November RBA interest rate decision: HOLD.
It appears last quarter's lower-than-expected inflation numbers released by the Australian Bureau of Statistics were not enough to tempt the Reserve Bank of Australia's (RBA) hand in lowering official interest rates today.
The RBA said:
"While GDP growth has been somewhat below longer-term averages for some time, business surveys suggest a gradual improvement in conditions over the past year. This has been accompanied by somewhat stronger growth in employment and a steady rate of unemployment."
"Inflation is low and should remain so, with the economy likely to have a degree of spare capacity for some time yet. Inflation is forecast to be consistent with the target over the next one to two years, but a little lower than earlier expected."
Despite core inflation of just 2.1% being marginally inside the RBA's target range of 2% to 3%, the RBA was happy to keep record-low 2% official interest rates as they were.
A lower dollar has enabled both the mining and non-mining sectors of the economy to become more competitive generally, the RBA said.
Moreover, regulatory change and increases in interest rates on major bank mortgages provide relief in surging house prices throughout Australia. "Supervisory measures are helping to contain risks that may arise from the housing market," the RBA said.
In October, the RBA said, "further information on economic and financial conditions to be received over the period ahead will inform the board's ongoing assessment of the outlook and hence whether the current stance of policy will most effectively foster sustainable growth and inflation consistent with the target." Many pundits expected this statement left the window open for the central bank to adopt an easing bias.

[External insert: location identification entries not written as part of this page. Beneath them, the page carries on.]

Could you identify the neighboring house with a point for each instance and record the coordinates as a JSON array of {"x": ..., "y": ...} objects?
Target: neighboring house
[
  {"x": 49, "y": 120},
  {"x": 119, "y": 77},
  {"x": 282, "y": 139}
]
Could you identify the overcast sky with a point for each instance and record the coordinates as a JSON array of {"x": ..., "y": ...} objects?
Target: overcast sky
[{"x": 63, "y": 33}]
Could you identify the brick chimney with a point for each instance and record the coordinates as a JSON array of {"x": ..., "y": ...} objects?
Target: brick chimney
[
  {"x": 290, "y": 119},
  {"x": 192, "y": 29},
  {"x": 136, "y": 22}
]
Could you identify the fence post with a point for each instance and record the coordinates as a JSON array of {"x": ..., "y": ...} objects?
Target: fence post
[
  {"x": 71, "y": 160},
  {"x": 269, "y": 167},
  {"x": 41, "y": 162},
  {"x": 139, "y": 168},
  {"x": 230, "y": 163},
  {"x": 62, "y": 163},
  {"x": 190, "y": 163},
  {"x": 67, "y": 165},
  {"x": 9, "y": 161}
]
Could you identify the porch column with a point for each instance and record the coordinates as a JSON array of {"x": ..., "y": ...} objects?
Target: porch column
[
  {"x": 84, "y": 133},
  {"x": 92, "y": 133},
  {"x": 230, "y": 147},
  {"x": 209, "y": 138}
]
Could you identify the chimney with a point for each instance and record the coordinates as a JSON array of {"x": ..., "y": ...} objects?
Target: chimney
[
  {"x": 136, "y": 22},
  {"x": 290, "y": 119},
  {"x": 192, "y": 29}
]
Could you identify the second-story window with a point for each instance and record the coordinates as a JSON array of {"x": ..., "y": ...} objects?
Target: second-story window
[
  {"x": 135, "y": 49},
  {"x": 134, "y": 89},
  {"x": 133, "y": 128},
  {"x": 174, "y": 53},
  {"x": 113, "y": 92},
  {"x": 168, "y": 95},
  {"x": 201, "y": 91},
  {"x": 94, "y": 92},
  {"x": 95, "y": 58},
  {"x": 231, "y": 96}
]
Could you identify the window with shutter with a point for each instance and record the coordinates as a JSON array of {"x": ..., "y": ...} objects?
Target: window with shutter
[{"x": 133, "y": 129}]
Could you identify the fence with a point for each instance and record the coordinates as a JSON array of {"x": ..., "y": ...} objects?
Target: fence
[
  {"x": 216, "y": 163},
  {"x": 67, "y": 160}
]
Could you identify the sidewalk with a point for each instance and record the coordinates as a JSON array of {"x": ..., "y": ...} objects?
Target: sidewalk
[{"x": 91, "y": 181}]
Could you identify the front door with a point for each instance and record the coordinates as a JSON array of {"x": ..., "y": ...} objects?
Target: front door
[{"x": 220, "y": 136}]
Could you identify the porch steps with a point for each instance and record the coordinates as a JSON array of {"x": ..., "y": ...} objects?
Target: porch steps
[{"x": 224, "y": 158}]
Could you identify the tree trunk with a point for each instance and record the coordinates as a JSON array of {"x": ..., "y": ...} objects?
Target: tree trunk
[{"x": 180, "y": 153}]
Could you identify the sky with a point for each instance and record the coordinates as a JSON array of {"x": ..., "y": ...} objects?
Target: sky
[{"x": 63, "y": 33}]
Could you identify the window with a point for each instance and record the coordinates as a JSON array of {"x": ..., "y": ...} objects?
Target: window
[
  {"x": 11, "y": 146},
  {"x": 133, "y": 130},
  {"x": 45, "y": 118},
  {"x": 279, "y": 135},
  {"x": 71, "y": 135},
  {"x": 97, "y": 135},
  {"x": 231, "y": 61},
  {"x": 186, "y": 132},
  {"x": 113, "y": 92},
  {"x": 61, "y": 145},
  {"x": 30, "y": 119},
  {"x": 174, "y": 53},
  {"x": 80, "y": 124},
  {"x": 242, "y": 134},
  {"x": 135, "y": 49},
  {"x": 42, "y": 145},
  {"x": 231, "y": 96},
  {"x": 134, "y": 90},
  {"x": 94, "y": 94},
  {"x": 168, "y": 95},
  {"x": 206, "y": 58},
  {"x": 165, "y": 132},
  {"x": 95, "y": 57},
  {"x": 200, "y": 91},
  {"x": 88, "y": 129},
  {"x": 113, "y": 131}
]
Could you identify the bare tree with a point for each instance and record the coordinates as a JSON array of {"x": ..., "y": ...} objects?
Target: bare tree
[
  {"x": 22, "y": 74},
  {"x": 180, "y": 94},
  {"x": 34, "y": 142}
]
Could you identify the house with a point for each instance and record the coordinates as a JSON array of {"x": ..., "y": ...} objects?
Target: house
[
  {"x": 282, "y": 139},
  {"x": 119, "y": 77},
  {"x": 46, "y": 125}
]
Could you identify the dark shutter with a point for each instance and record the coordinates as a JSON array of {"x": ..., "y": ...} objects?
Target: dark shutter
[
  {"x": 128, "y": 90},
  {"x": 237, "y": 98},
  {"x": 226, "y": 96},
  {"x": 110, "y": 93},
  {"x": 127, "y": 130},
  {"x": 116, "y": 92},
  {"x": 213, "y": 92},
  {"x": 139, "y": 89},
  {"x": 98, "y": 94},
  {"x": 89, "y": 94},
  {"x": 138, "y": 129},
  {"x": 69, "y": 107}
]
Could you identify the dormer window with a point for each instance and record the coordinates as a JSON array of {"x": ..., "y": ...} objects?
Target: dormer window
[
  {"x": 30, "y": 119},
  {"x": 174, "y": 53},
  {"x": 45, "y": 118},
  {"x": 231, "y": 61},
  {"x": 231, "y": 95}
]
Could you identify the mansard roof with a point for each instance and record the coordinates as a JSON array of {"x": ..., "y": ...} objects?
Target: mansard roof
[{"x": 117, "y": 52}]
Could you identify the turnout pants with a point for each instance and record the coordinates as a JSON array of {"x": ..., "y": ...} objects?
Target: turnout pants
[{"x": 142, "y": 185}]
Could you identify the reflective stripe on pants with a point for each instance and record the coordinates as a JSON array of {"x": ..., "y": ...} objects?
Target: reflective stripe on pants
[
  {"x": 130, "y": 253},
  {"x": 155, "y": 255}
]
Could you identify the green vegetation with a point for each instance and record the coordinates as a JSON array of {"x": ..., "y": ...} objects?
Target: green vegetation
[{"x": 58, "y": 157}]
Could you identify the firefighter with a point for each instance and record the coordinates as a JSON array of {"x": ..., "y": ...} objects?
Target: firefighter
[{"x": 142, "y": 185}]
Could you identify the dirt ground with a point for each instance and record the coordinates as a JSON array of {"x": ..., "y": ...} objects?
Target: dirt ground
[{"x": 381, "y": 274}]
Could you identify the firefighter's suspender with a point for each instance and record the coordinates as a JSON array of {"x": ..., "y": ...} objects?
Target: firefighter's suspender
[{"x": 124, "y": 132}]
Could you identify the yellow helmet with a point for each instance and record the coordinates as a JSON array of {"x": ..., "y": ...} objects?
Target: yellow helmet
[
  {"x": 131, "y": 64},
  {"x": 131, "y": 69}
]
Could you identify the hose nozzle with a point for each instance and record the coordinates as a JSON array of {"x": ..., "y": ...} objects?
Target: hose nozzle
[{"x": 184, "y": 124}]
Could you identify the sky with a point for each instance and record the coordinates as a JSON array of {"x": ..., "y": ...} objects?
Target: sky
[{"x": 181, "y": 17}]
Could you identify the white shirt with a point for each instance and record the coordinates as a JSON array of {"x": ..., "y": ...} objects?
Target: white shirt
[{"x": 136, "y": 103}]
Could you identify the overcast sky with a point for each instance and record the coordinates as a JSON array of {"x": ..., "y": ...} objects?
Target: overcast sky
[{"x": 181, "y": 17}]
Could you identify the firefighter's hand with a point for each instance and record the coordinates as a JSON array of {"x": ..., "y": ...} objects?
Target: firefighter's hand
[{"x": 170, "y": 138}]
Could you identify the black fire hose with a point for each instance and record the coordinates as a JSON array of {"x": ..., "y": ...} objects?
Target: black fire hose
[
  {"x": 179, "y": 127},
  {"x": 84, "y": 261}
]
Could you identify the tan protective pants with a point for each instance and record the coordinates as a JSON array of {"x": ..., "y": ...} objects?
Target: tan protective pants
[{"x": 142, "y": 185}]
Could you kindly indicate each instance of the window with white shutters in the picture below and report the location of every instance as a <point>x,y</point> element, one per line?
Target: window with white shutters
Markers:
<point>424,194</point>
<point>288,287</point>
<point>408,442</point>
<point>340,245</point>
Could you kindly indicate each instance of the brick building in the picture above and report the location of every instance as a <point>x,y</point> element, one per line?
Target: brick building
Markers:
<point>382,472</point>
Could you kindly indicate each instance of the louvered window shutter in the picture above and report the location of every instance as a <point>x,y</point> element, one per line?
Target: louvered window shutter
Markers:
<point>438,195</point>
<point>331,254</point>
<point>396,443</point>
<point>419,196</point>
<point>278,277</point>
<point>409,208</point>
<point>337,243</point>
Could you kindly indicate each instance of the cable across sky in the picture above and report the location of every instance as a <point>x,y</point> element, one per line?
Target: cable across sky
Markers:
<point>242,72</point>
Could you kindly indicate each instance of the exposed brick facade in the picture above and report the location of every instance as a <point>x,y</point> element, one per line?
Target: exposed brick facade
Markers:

Yet today, the RBA simply said leaving rates unchanged was appropriate to support demand and it would continue to monitor inflation and the growth outlook. Indeed, despite the hold decision it acknowledged, "the outlook for inflation may afford scope for further easing of policy, should that be appropriate to lend support to demand." Adding, "The Board will continue to assess the outlook, and hence whether the current stance of policy will most effectively foster sustainable growth and inflation consistent with the target."
3 stocks to benefit
While the Australian dollar could be expected to head higher from here, selling of shares in Commonwealth Bank of Australia (ASX: CBA), Telstra Corporation Ltd (ASX: TLS) and National Australia Bank Ltd. (ASX: NAB) may put downwards pressure on the S&P/ASX 200 (Index: ^AXJO) (ASX: XJO). Savvy investors could look to use any weakness in share prices as an opportunity.